Driver posture recognition holds significant application value in intelligent driving and human-machine interaction. However, the difficulty in acquiring driving posture data and the high labeling costs result in large errors in posture recognition models, which severely limit the development of related algorithm research. This paper presents a driving posture transfer learning method based on the RAMSIS synthetic dataset, which can effectively reduce algorithm development costs and significantly improve model performance. First, we constructed a synthetic dataset based on RAMSIS, which includes images of 21 typical driving postures from 54 human body models and corresponding 3D keypoint ground truth labels. The data generation method efficiently acquires sample data, saving substantial labeling efforts, while also incorporating constraints from the automotive ergonomics environment to enhance the realism of the synthetic data—a crucial aspect in dataset construction. Next, we applied a pre-trained model to generate keypoint pseudo-labels for real vehicle driving images, which were then combined with the synthetic data to form a mixed dataset.

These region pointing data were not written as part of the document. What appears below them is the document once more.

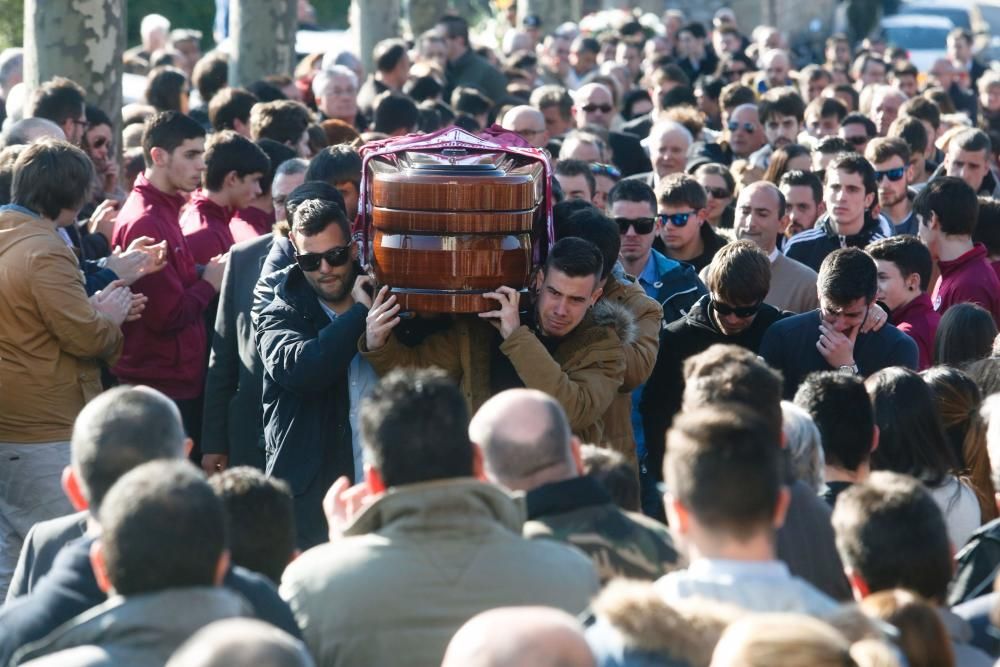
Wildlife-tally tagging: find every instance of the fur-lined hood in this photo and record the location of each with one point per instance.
(615, 314)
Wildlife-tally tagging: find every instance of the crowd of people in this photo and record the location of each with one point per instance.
(743, 415)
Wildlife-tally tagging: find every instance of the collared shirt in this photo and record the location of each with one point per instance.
(361, 379)
(760, 586)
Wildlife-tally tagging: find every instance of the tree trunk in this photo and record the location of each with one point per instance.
(82, 40)
(371, 22)
(263, 37)
(422, 15)
(552, 12)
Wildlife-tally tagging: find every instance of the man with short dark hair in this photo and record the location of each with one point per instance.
(63, 102)
(233, 169)
(948, 210)
(576, 179)
(392, 69)
(284, 121)
(842, 411)
(162, 554)
(593, 104)
(891, 534)
(420, 497)
(890, 157)
(465, 66)
(340, 166)
(674, 285)
(732, 312)
(261, 520)
(857, 130)
(685, 231)
(230, 109)
(849, 193)
(567, 345)
(526, 445)
(313, 377)
(726, 499)
(904, 274)
(166, 348)
(803, 194)
(233, 428)
(726, 375)
(968, 157)
(117, 431)
(51, 337)
(847, 283)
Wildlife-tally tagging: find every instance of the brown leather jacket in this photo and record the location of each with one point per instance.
(50, 335)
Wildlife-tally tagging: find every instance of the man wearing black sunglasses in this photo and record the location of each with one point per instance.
(314, 379)
(732, 312)
(894, 173)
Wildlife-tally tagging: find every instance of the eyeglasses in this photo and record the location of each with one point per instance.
(640, 225)
(675, 219)
(892, 174)
(310, 261)
(741, 311)
(609, 170)
(717, 193)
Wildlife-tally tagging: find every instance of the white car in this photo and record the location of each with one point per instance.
(923, 36)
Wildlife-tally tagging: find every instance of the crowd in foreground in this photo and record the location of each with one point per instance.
(744, 414)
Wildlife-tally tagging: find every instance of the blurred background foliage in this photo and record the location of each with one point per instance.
(197, 14)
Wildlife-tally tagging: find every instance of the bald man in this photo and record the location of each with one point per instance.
(761, 217)
(235, 642)
(526, 445)
(528, 122)
(519, 637)
(593, 104)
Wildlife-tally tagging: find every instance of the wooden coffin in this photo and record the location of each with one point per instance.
(448, 226)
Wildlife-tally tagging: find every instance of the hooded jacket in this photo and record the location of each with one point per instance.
(51, 337)
(164, 349)
(584, 371)
(813, 245)
(419, 562)
(694, 333)
(139, 631)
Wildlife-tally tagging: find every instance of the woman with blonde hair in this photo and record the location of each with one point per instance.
(792, 640)
(923, 638)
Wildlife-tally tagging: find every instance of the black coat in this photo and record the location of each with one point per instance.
(683, 338)
(232, 421)
(306, 357)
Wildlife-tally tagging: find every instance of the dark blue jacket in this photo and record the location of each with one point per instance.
(70, 589)
(306, 358)
(789, 345)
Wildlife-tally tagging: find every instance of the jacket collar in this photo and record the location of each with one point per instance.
(151, 193)
(920, 304)
(978, 252)
(170, 613)
(445, 505)
(565, 496)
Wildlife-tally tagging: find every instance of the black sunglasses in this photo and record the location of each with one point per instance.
(675, 219)
(641, 225)
(743, 311)
(892, 174)
(310, 261)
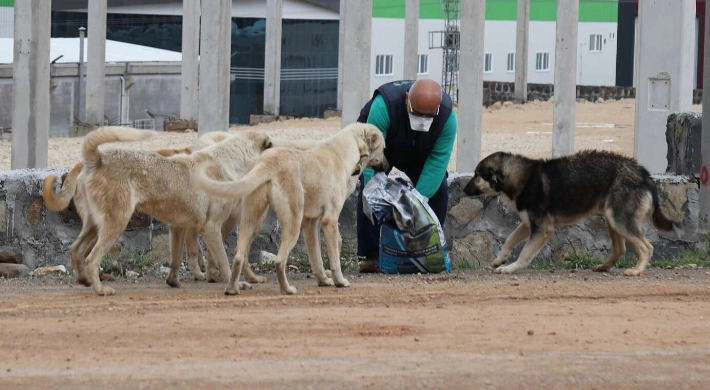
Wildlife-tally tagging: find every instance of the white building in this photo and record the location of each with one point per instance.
(597, 41)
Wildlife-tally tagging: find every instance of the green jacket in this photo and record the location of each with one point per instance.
(438, 161)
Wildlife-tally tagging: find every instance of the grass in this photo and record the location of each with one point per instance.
(128, 259)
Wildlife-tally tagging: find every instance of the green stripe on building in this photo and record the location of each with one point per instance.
(599, 11)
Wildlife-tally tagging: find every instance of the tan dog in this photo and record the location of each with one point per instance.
(305, 188)
(60, 200)
(116, 182)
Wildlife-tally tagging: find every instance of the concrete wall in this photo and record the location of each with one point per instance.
(7, 22)
(593, 68)
(156, 87)
(292, 9)
(494, 91)
(475, 228)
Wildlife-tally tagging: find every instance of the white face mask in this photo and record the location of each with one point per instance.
(420, 124)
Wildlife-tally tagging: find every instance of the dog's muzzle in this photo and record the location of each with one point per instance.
(383, 167)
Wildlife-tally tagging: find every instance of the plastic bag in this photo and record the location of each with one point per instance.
(411, 237)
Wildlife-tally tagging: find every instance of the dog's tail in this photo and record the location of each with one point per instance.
(60, 200)
(102, 135)
(231, 189)
(660, 220)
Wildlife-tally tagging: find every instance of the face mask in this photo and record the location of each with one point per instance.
(420, 124)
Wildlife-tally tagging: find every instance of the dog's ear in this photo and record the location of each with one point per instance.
(373, 137)
(497, 179)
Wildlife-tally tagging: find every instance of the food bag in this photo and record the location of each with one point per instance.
(411, 237)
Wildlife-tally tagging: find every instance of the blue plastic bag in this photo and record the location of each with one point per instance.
(411, 237)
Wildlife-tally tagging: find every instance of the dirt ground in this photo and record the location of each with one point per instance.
(465, 330)
(537, 329)
(525, 129)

Finally, we employed a fine-tuning strategy to perform transfer learning on the pre-trained model using the mixed dataset, and explored the impact of synthetic data proportion on model performance. Experimental results show that the proposed method achieves an optimal MPJPE of 30.4 mm, significantly outperforming other models. This provides new data support for driving posture estimation, with excellent model performance in posture recognition, thus offering potential for quantitative posture evaluation. It lays the foundation for broader applications in vehicle human-machine interaction and demonstrates promising engineering prospects.